En Seine-Saint-Denis, où les campements, et les expulsions, sont nombreux, il arrive qu’une forme d’entraide naisse avec les riverains, y compris issus des quartiers populaires. Dans le cas présent, le lien ne s’est manifestement pas fait. Ou n’a pas eu le temps de se faire. Arrivées depuis peu, les familles n’étaient pas prises en charge par les services sociaux. Les voisins, bénévoles, militants et autres bonnes volontés ne s’étaient pas encore rendues sur les lieux. Différentes associations engagés auprès des populations roms ont dénoncé des « actes barbares ».

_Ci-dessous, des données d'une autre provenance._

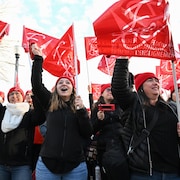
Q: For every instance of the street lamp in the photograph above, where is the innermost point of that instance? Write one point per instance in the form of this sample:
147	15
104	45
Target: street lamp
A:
17	55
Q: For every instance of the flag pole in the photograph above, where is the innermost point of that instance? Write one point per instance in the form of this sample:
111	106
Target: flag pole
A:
107	65
75	61
17	55
176	89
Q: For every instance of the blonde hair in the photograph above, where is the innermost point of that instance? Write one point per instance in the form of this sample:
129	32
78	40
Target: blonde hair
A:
57	102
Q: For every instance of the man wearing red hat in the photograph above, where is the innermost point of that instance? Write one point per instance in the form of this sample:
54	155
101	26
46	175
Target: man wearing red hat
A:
157	155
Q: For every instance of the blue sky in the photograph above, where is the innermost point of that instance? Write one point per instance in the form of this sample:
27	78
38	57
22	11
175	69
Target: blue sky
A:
54	17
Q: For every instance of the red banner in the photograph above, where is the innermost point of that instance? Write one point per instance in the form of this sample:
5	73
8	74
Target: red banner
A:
44	41
166	67
61	60
106	64
135	28
165	77
91	48
4	29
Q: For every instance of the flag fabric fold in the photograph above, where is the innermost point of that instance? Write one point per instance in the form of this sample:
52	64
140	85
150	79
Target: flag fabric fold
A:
91	49
135	28
4	29
106	64
60	61
44	41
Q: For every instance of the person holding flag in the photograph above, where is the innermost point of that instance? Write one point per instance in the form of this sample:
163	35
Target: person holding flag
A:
18	123
156	156
62	154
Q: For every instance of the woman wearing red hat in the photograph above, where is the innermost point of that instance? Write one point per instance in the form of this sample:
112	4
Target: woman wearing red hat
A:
16	135
62	154
107	125
157	155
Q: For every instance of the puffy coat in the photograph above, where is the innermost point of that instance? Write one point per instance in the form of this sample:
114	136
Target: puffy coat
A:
140	159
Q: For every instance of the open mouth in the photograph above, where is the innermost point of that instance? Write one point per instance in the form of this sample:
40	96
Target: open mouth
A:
64	89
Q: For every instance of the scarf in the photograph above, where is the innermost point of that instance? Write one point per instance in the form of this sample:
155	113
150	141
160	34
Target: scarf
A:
13	116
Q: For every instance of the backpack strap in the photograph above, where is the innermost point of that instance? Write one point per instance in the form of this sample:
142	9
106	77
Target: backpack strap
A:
144	133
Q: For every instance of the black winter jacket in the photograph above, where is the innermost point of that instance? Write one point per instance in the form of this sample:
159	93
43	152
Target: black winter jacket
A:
163	139
62	149
16	145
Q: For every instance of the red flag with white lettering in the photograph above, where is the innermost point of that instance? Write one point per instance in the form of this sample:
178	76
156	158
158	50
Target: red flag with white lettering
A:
91	47
44	41
135	28
61	61
4	29
166	67
106	64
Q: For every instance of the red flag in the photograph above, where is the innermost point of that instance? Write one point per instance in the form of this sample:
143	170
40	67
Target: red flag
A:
4	29
135	28
91	47
166	67
60	61
106	64
44	41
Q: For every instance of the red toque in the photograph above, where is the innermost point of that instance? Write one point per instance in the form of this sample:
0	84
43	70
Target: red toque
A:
139	79
105	86
170	86
15	89
67	77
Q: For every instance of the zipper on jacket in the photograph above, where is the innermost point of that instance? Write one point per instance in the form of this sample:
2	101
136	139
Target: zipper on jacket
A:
64	136
4	138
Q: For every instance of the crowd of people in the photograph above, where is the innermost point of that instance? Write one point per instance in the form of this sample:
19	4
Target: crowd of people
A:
46	134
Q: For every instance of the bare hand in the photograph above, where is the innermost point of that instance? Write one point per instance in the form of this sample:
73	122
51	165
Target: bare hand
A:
79	103
36	50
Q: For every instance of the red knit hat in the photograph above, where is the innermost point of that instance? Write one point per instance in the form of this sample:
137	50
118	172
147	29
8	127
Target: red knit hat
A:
15	89
139	79
105	86
170	86
67	77
2	95
28	92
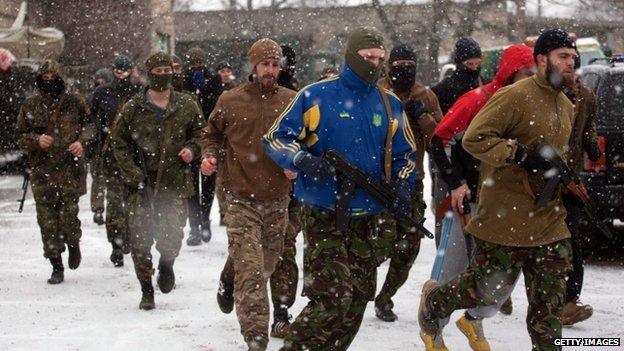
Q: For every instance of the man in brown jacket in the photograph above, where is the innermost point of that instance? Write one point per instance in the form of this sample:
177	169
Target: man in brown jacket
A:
512	234
256	188
423	112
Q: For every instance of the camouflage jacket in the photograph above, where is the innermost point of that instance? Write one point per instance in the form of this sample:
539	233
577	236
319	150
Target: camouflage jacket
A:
138	128
55	169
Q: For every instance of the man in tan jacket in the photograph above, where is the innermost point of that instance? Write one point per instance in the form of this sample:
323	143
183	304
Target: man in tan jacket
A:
423	112
257	190
512	234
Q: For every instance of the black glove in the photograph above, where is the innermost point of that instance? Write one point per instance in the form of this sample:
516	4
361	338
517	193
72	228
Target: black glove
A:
314	166
594	152
535	160
414	109
402	205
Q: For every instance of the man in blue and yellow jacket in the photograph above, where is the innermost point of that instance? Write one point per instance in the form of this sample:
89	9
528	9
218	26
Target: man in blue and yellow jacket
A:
347	114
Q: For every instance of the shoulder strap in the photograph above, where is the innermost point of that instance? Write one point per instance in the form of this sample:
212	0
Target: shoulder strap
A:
388	146
53	123
164	141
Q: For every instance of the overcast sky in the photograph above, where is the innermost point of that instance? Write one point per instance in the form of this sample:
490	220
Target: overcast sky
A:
551	8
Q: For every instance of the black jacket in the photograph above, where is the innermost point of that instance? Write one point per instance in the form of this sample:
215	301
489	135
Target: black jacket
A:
451	88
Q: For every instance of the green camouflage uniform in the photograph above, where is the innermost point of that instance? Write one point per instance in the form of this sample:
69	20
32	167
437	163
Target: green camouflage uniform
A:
405	251
160	141
58	178
340	273
544	268
286	276
255	241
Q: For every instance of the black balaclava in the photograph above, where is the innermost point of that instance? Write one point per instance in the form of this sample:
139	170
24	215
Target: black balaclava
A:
364	38
55	87
158	82
122	63
403	77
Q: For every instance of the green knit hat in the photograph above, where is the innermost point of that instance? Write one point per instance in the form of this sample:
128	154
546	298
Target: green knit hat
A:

« Ce fait divers est la terrifiante conséquence de plusieurs années de politiques publiques inefficaces et de prises de paroles d’élus, de représentants de l’État mais aussi de nombreux médias entretenant et surfant sur un climat malsain », estime Romeurope. « La destruction continuelle et intensive des bidonvilles ne fait que rendre les difficultés des familles qui y vivent encore plus compliquées à traiter. Cette misère entretenue ne suscite que l’indifférence et fait prospérer un racisme qui touche toute la société française », ajoute ce collectif d’associations. À Pierrefitte, certains acteurs cherchent à apporter une réponse tangible à ce drame. Mais ils doutent qu’une marche ait un quelconque écho dans le quartier.